Widener University is collaborating with the Beijing University of Technology to create a Chinese language and cultural center, the first of its kind in the Philadelphia region. The center, called a Confucius Institute, will be the state's second and is expected to open in the spring.

Confucius Institutes, funded in part by a Chinese government agency, have stirred some controversy in the academic community. Some worry that the center's affiliation with the Chinese government will limit what can be discussed.

Yesterday, Widener president James T. Harris III signed a five-year agreement to open the institute on the Chester campus. University officials declined to provide a copy of the contract because it will not be final until November.

"There is absolutely no language in the contract that would limit free speech or restrict the institution in its programming from discussing any particular issue," said Dan Hanson, director of public relations at Widener. "If it did, we probably wouldn't have considered it."

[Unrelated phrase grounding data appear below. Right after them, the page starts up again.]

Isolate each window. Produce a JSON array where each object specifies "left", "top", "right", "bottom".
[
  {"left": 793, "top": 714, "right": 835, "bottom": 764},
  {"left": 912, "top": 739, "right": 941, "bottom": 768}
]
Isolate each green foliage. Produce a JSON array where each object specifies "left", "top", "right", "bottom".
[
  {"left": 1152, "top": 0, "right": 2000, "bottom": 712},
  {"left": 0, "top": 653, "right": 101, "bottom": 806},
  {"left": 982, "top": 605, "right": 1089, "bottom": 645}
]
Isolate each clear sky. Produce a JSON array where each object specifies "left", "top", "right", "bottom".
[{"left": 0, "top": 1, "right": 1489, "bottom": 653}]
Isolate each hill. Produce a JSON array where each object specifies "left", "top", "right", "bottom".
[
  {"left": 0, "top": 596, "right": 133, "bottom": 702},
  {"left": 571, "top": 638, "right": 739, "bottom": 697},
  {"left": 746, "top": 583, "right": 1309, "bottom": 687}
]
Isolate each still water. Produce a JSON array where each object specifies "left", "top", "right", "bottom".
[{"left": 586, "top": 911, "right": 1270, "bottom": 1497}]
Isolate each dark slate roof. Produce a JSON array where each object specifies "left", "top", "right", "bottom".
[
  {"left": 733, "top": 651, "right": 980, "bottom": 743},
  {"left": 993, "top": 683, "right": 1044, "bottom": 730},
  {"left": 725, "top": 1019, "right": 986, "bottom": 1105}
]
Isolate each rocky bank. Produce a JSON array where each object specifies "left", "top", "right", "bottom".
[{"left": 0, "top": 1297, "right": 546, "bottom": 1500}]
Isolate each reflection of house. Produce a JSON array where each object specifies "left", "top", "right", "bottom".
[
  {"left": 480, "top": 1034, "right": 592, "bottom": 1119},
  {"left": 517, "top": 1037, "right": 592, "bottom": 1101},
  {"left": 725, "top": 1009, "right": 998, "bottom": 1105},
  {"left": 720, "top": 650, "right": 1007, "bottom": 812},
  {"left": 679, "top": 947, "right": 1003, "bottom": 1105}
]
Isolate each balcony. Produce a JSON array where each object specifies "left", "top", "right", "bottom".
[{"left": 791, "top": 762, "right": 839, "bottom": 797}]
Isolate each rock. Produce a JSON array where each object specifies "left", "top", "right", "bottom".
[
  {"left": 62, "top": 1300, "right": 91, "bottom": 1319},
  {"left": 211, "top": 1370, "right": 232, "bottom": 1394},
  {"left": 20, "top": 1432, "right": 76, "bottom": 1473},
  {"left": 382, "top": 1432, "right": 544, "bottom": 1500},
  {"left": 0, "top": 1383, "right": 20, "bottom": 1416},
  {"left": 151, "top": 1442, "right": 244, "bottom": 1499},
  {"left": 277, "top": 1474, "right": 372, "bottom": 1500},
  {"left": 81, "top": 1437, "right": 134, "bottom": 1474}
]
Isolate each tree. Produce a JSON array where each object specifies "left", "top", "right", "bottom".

There are more than 300 Confucius Institutes worldwide, including 55 in the United States, said Yong Zhao, director of an institute affiliated with Michigan State University. The Office of Chinese Language Council International, also known as Hanban, has spent about $73 million in the last four years to launch and operate the centers, according to the South China Morning Post.

Some foreign-policy observers see the institutes as a way for China to soften its image abroad.

While countries such as Germany, France, and Spain have also built cultural centers in the United States, they operate independently. Confucius Institutes are affiliated and partially funded by universities.

Professor Jacques de Lisle, a specialist in Chinese law and politics at the University of Pennsylvania Law School and director of the university's Center for East Asian Studies, did not want to comment on the specifics of the Widener center. In general, some American academics are concerned about the institutes "because of China's pattern of using cultural elements for political purposes," he said.

But directors of Confucius Institutes interviewed yesterday said they're free to talk about whatever they want.

Pennsylvania's first Confucius Institute, which opened at the University of Pittsburgh in 2007, recently helped fund a symposium about pollution and the effects rapid industrialization have had on China's environment, said Michele Heryford, the managing director.

"That's a touchy subject to them, but they didn't write to me and say, 'Excuse me. You're not allowed to talk about this,' " Heryford said.

Asked about the center's contract, she said it originally contained a clause prohibiting the center from discussing anything "offensive to the Chinese government." The college asked that it be removed.

Chinese cultural programs are sometimes met with paranoia in the Western world, several institute directors said. A Canadian lawyer went so far as to call the institutes "a vehicle for infiltration and spying into the campuses to find out what's going on hostile to their interest," according to an April 2008 article in the Vancouver Sun.

"That's just silly," said Zhao, who runs the Michigan State institute. "Sometimes people can go really crazy. That's precisely the reason that people need to know about China."

The institutes may not be restricted from discussing human-rights abuses or other controversial topics in China, but that doesn't mean they'll make the agenda.

"I don't think you always have to get into the controversies," said Ching-I Tu, director of the Confucius Institute at Rutgers University. "There are plenty of good things about China to talk about."

Jo Allen, senior vice president and provost at Widener, said the goal of the new center was to teach the Chinese Mandarin language to whoever wants to learn it and help people who may travel to China better understand the country and its people.

"None of us has a crystal-clear past," she said yesterday. "It's really not about politics. It's more about the cultural exchange."